Canada’s Communications Security Establishment (CSE) has publicly disclosed that it carried out a series of state-authorized cyberattacks last year, targeting fentanyl brokers, a violent extremist group, and a ransomware operation. The agency shared the details in its annual report, offering an unusually candid look at how one of Canada’s most secretive intelligence bodies actually operates.

According to TechCrunch, the CSE conducted three foreign “active cyber operations” in 2024, a term the agency uses for offensive hacking actions aimed at threats to Canadian national security and public safety. A fourth operation was defensive, targeting a phishing campaign directed at federal government systems.

This kind of public disclosure is rare. Spy agencies routinely conduct offensive cyber operations but almost never confirm them, let alone describe the results. The CSE’s willingness to put these actions in writing signals a deliberate choice to build public awareness around the threats Canada faces, and the tools being used to fight them.

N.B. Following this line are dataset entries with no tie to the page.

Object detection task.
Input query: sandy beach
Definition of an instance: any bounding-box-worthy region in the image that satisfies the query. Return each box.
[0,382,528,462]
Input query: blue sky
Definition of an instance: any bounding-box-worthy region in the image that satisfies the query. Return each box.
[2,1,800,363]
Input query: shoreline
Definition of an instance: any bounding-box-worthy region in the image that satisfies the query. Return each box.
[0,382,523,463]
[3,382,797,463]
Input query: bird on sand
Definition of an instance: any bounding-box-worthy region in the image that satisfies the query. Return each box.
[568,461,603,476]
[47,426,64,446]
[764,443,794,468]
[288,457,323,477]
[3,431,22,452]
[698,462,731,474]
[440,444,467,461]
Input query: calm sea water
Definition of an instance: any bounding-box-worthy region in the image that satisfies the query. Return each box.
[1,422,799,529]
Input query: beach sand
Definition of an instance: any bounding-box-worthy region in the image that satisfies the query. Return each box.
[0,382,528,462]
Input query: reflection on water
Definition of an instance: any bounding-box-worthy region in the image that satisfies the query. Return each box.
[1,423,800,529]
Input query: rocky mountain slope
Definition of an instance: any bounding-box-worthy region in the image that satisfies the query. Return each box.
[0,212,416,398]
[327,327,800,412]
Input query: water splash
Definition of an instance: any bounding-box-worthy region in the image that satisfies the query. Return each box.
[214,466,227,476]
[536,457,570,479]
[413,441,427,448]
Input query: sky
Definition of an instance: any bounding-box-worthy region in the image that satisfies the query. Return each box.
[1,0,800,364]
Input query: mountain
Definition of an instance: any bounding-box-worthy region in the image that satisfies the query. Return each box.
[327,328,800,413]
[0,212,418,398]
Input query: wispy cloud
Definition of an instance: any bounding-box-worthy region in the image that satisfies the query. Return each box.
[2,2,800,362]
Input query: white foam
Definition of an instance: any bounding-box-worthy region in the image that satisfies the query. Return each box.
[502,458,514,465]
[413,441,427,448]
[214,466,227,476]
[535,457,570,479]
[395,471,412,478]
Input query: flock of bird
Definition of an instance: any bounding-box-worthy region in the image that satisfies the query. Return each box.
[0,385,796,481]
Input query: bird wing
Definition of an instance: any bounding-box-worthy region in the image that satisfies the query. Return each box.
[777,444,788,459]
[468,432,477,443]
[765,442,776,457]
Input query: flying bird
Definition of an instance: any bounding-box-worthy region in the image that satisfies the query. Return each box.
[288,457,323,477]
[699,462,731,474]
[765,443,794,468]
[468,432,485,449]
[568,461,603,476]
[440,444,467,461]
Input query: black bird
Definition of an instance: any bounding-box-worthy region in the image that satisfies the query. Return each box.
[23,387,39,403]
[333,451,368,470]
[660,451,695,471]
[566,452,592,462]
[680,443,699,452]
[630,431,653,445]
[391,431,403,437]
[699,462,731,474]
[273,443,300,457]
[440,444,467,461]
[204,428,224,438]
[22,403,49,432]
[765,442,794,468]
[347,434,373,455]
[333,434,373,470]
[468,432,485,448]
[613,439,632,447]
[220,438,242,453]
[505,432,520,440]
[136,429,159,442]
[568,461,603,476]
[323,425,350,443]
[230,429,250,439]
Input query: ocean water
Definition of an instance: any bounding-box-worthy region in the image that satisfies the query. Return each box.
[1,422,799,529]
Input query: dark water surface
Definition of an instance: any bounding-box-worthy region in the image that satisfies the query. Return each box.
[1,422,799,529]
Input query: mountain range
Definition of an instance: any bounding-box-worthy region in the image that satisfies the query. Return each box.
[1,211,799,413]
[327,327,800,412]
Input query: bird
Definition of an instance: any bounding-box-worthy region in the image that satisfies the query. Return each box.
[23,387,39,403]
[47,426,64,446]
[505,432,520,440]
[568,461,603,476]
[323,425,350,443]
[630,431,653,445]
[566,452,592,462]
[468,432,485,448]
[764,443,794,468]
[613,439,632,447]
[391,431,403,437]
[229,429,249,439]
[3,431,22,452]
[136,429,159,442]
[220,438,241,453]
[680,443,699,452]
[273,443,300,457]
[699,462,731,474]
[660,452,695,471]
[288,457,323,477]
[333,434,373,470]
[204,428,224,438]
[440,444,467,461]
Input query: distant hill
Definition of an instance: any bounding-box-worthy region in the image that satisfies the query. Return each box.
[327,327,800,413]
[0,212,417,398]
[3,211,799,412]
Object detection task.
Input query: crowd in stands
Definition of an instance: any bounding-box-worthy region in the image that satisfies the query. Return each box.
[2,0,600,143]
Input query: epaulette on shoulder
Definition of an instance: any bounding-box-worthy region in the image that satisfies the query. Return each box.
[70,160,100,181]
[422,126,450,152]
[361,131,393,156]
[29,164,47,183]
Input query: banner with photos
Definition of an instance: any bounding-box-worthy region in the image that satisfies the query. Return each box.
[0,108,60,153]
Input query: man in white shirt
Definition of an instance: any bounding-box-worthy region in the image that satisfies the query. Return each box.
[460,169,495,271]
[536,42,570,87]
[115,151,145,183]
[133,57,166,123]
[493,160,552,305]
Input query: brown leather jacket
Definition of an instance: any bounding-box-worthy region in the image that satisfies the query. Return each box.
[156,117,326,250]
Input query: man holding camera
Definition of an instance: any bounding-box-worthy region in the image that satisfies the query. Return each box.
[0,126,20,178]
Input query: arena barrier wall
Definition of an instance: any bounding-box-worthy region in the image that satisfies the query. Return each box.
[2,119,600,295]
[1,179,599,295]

Each of the three offensive operations took on a different type of threat. Here is what the report says happened:

  • Fentanyl brokers: The CSE collected intelligence on overseas criminals who were brokering the sale of chemicals used to make synthetic opioids. It then ran an operation that “disrupted and diminished their ability to operate.”
  • Violent extremists: The agency tracked an overseas group spreading extremist ideology and recruiting members, including in Canada. The operation “successfully undermined the group’s credibility and limited their ability to radicalize and recruit new members.”
  • Ransomware gang: The CSE identified a ransomware-as-a-service operation targeting Canadian healthcare, transportation, and business sectors. Its cyber operation “rendered the group’s infrastructure inoperable” and deleted much of the data on the gang’s servers.

Beyond those three targeted operations, the CSE also said it carried out concurrent technical disruptions against 10 of the most significant ransomware groups targeting Canada, making parts of their infrastructure unusable. That is a notable scope of activity for a single year and suggests the agency is treating ransomware not as an isolated criminal problem but as an ongoing national security issue.

The report did not name the groups involved or specify where they were located. It also gave no technical detail about how the operations were carried out. That is standard practice. Even when agencies choose to acknowledge offensive operations, they protect the methods behind them.

Canada is not alone in this approach. The U.S. Cyber Command, based in Fort Meade, Maryland, has been running what it calls “hunt forward” operations since 2018, sending cyber teams to allied nations to defend networks and disrupt adversaries. Those operations have grown from a handful in 2018 to more than two dozen in 2025, reflecting how much offensive cyber activity has expanded across Western governments over the past decade.

What makes the CSE’s report worth paying attention to is the mix of threats it covers. Ransomware gangs and fentanyl networks are not the typical targets people associate with a signals intelligence agency. But the CSE’s mandate includes defending public safety, and the report makes clear that the agency sees drug trafficking networks and extremist recruiters as legitimate targets for the same tools it uses against state-backed hackers.

The defensive operation is also significant. The CSE said it disrupted infrastructure being used in a phishing campaign against Canadian federal institutions, and “degraded” the attackers’ ability to go after Canadian targets. No further details were given, but it confirms the agency is also actively working to protect government networks, not just conducting operations abroad.

For the public, the annual report is one of the only windows into what the CSE actually does. These disclosures, limited as they are, help build accountability around a powerful agency that operates largely out of sight.